L'autocratie est entrée dans une nouvelle phase de son histoire, Elle marche dans la voie qui doit l'amener à se transformer en une monarchie bourgeoise. La Ill° Douma représente une union avec des classes déterminées. Bien loin d'être une institution de circonstance, elle est une pièce nécessaire dans le mécanisme de cette nouvelle monarchie. La nouvelle politique agraire de l'autocratie n'est pas, non plus, un fait accidentel, mais bien un élément nécessaire, quelque chose dont la bourgeoisie ne peut se passer, un chaînon indispensable sous cette forme bourgeoise à la politique du nouveau tsarisme. Nous sommes en face d'une période historique originale, qui présente des conditions originales propres à l'éclosion d'une nouvelle révolution. Impossible de dominer cette originalité, impossible de se préparer à cette nouvelle révolution, si on se contente d'agir comme par le passé, si on ne sait pas tirer parti de la tribune de la Douma, etc.

C'est ce que les otzovistes ne peuvent comprendre. Les défenseurs de l’otzovisme, qui le baptisent « nuance légale » (p.28 de la brochure en question), n'ont pu, jusqu'à présent, comprendre les liens qui rattachent cette idée à tout un ensemble d'idées, à la reconnaissance de l'origi­nalité du moment présent, à la tendance de tenir compte de cette originalité dans la tactique ! Ils répètent que nous sommes en train de vivre une « période inter-révo­lutionnaire » (p.29), que la situation actuelle représente une transition entre deux vagues de la révolution dé­mocratique » (p.32); quant à ce qu'il y a d'original dans cette « transition », ils ne sont pas en état de le comprendre. Or, si l'on n'a pas compris le sens de cette transition, il est impossible de la vivre avec profit pour la révolution, impossible de se préparer à la révolution nouvelle, impossible de passer à la seconde vague ! Car la préparation à la nouvelle révolution ne saurait seulement consister à répéter que cette révolution est inévitable; cette préparation doit consister dans la mise sur pied d'une propagande, d'une agitation et d'une organisation qui tiendrait compte de l'originalité de cette période de transition.

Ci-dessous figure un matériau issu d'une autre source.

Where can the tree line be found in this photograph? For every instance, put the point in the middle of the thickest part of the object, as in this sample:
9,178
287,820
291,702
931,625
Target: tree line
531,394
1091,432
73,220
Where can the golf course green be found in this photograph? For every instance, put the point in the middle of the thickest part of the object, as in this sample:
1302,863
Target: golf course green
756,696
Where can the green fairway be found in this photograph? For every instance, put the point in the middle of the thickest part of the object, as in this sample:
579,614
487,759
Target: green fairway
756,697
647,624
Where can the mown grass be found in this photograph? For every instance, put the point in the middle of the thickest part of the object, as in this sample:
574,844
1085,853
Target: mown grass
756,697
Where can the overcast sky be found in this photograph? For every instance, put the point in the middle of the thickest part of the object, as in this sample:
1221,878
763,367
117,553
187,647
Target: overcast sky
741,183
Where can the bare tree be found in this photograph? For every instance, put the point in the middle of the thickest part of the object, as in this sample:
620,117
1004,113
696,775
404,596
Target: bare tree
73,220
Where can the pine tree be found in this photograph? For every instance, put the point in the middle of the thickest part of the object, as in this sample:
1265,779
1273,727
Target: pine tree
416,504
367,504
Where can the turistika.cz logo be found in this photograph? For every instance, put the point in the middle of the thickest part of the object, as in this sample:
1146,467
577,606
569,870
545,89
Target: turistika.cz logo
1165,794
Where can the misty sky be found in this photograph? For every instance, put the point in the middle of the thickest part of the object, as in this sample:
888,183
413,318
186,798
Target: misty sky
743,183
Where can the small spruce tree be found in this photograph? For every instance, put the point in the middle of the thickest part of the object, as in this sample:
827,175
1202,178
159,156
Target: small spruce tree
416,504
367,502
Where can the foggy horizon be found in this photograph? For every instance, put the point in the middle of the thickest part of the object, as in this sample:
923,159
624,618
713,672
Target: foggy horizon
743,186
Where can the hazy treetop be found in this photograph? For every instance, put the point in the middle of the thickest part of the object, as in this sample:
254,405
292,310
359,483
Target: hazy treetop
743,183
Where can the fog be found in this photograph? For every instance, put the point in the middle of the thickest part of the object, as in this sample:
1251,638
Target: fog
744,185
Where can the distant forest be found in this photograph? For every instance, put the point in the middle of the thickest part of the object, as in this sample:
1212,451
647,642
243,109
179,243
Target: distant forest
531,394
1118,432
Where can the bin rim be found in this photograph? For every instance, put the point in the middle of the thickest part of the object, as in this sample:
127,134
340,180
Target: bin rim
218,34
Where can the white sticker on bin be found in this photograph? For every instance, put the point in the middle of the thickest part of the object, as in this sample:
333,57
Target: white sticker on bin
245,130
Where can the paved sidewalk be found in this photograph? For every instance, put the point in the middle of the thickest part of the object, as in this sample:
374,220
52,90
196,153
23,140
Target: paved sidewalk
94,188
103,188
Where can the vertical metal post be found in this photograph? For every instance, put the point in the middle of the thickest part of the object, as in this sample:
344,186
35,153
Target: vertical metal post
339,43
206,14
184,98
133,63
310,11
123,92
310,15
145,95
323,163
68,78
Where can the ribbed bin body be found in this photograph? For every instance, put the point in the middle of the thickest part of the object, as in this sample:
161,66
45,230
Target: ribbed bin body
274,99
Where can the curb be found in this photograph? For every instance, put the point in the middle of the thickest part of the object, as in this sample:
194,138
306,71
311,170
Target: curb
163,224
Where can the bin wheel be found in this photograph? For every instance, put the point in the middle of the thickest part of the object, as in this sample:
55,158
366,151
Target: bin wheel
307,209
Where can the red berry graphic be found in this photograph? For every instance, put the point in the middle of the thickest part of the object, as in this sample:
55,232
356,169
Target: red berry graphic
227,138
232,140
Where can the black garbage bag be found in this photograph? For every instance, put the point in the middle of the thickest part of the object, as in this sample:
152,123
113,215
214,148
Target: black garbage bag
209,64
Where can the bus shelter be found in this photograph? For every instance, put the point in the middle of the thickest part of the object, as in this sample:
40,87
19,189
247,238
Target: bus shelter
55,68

Voici un exemple de la façon dont les gens parlent de situation transitoire, sans comprendre en quoi consiste la transition. « Qu'il n'existe en Russie aucune constitution réelle, mais seulement un semblant de constitution, incarné dans une Douma sans pouvoir ni signification réels, voilà un fait que non seulement les masses connaissent par expérience, mais qui, à l'heure actuelle, est devenu pour le monde entier une vérité évidente » (p.11). Rapprochons de ce qui précède l'appréciation que formule la résolution de décembre à propos de la III° Douma : « Le coup d'État du 3 juin et l'institution de la III° Douma ont consolidé et rendu évidente l'alliance conclue par le tsarisme avec les propriétaires Cent-Noirs [4] et la haute bourgeoisie du commerce et de l'industrie. »

N'est-ce pas une « vérité évidente pour le monde entier » que les auteurs de la plate-forme n'ont pas compris en fin de compte le sens de la résolution, bien qu'ils l'aient durant toute une année entière mâchée et remâchée de mille manières, dans la presse du parti ? Et s'ils ne l'ont pas comprise, ce n'est par manque d'intelligence, mais en vertu de la pression exercée sur eux par l'otzovisme et l'ensemble d'idées qui s'y rattachent.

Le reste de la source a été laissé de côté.